The term Significant Financial Interest does NOT include:

      • Salary or other payments for services from the University of Colorado;
      • Income from seminars, lectures, or teaching engagements sponsored by public or non-profit entities;
      • Income from service on advisory committees or review panels for federal, state of local government agencies, institutions of higher education as defined by 20 U.S.C. 1001(a), an academic teaching hospital, medical center, or research institution of higher education;
      • Equity interests that, when aggregated for the investigator and the investigator’s spouse and dependent children, do not exceed, or are not expected to exceed, the previously stated thresholds, during a twelve-month period.
      • Salary, royalties or other payments from a single entity, that, when aggregated for the investigator and the investigator’s spouse and dependent children,do not exceed, or are not expected to exceed, the previously stated thresholds, during a twelve-month period.

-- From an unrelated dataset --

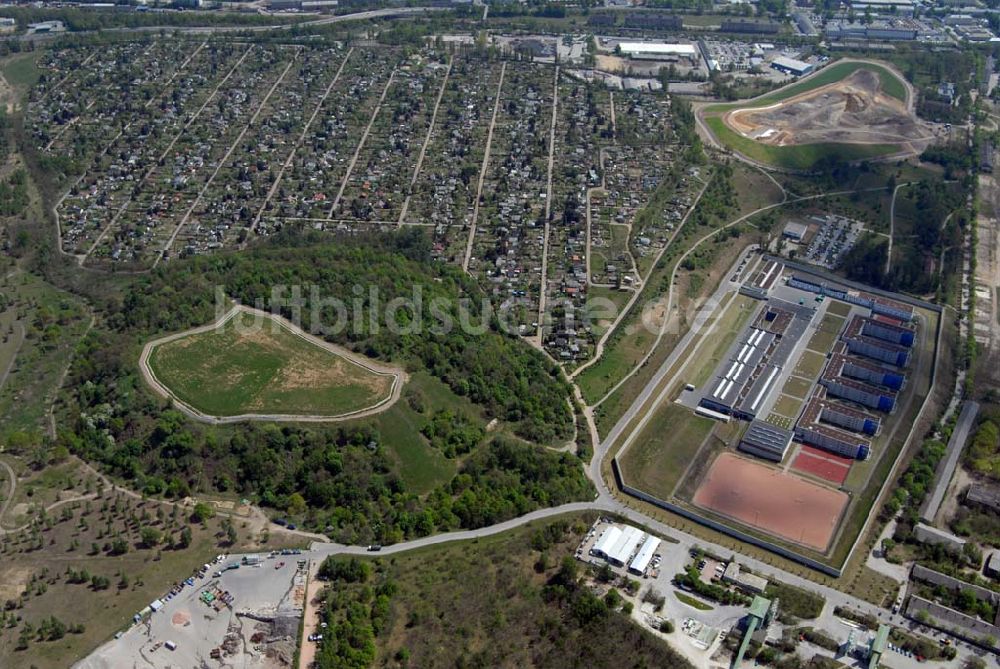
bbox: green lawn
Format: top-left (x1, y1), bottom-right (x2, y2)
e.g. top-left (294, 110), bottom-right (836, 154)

      • Income from/ownership in mutual funds and/or pension/retirement funds, as long as the discloser does not directly control the investment decisions made in these entities;
      • Any ownership interests in a business entity by an investigator on a Phase I SBIR grant or application with that business entity.

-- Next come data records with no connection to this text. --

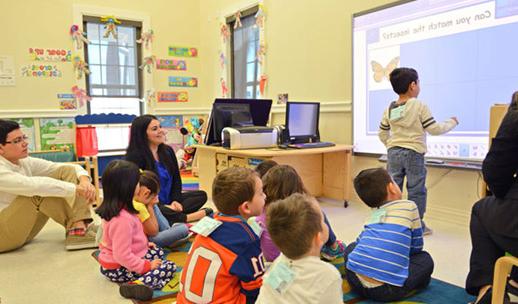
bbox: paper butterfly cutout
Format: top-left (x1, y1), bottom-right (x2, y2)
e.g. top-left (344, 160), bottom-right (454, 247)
top-left (371, 56), bottom-right (399, 82)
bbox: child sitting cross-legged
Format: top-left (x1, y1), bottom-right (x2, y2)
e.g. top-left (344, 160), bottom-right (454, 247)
top-left (345, 168), bottom-right (434, 302)
top-left (177, 167), bottom-right (265, 304)
top-left (133, 170), bottom-right (189, 247)
top-left (254, 165), bottom-right (345, 264)
top-left (96, 160), bottom-right (176, 301)
top-left (256, 193), bottom-right (343, 304)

      • (In regard to the requirement for PHS/NIH-funded key personnel) travel: travel that is reimbursed or sponsored by the University of Colorado; a federal, state, or local government agency; another institution of higher education; an academic teaching hospital, medical center or research institute that is affiliated with an institution of higher education.

Small Business Innovation Research (SBIR) Program means the extramural research program for small businesses that is established by the Awarding Components of certain Federal agencies under Pub. L. 97-219, the Small Business Innovation Development Act, as amended. For the purposes of this policy, the term SBIR includes the Small Business Technology Transfer (STTR) Program, which was established by Pub. L. 102-564. (Definition adapted from section 510 of the National Science Foundation’s Grant Policy Manual).

Technology Transfer Office (TTO) A university department that “pursues, protects, packages and licenses to business the intellectual property generated from research at CU. The TTO provides assistance to faculty, staff and students, as well as to businesses looking to license or invest in CU technology.”